Reporting Heather Brown
Filed underBusiness, Consumer, Good Question, Local, News, Seen On WCCO-TV, Syndicated Local, Watch + Listen
MINNEAPOLIS (WCCO) – A few years back, Kathy Lesicka’s Monticello home had hail damage and needed the roof replaced. Two months after the repairs, her homeowners’ premium increased by $200.
“That was the first time we ever claimed, and we were like, ‘OK, we’ve been with you for 20 years, are you kidding me?’” she said.
According to a new study, Minnesota homeowners’ rates after just one claim increased more than any other state in the country. Insurancequotes.com, an online insurance marketplace, found rates went by 21.2 percent, followed by Connecticut at 20.6 percent, Maryland, California, and Oregon.
“When you look at these premium increases, it is directly because we have seen more hail, intense hail, larger hail,” said Mark Kulda, vice president of Public Affairs for the Insurance Federation of Minnesota.
Kulda said the trend for more devastating storms began in 1998, when Minnesota homeowners had $1.5 billion in losses, more than the previous 40 years combined. After that, the state has seen damaging hail storms and, in 2010, led the nation in tornadoes, totaling at 144.
“Before 1998, it was a quiet state, we had relatively cheap in premiums,” he said, “and now we’re becoming a top 10 state in premiums, and it’s because increased storm activity.”
That had Lesicka wondering: “Aren’t tornadoes in like Kansas and Oklahoma worse than our weather?”
Kulda says those states already have high insurance rates. Texas tops the list at $1,560 a year, followed by Louisiana, Florida and Oklahoma. Minnesota ranks 14th at $981 a year.
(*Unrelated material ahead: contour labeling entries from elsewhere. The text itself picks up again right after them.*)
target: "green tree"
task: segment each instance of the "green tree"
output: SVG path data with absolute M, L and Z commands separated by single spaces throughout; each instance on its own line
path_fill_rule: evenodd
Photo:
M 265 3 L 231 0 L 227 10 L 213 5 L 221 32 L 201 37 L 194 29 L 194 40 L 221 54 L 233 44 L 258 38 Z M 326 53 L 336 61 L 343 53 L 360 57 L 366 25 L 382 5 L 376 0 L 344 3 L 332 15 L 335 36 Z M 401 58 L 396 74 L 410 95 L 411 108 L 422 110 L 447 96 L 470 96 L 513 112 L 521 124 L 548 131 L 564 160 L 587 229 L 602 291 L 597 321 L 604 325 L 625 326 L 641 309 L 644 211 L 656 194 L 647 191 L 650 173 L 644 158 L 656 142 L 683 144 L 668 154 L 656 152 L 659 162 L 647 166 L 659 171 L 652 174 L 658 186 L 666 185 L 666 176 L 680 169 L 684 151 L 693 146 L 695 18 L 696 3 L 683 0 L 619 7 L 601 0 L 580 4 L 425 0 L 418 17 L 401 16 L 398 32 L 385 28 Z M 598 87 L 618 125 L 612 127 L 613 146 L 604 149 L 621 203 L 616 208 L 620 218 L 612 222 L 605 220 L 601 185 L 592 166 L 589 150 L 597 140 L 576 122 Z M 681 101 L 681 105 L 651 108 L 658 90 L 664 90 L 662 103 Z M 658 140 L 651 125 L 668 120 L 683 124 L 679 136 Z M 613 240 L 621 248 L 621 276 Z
That’s up from 35th in 1997.
“Right now, we are still at a bargain,” Kulda said. “We are getting a break because homeowner companies are losing money. So we are catching up the nation in how we compare our losses.”
Pat Ondracek of Crystal doesn’t think insurance companies should raise rates for people who have filed only one weather-related claim. Texas, for example, has a state law preventing insurance companies from raising rates after one claim.
“It’s not fair to penalize the homeowner for something they can’t control,” she said.
But Kulda says the data show that for policyholders who have filed one claim, the chances of them filing a second or third claim is very high.
“Because of that additional risk, they’re going to have to pay,” he said.
Laura Adams, senior insurance analyst at InsuranceQuotes.com, said states’ rates are different due to state regulations and history of claims. Minnesota is the only state that prevents insurance companies from dropping people with multiple weather claims and putting them into a higher-risk pool, like Minnesota’s FAIR plan.
“Unfortunately, we are probably seeing those higher risks in the general pool, which raises general rates,” Kulda said.
Lesicka and her husband kept their insurance company for another year after their premiums increased. Once they moved, though, they changed.
“I say look at different companies because for us, it paid off,” she said.
The Department of Commerce did release a statement about the report. It said: “The Department has launched a review of the report and industry data and practices to get to the bottom of the issues, so that Minnesota consumers can be protected from unjustified, large premium increases.”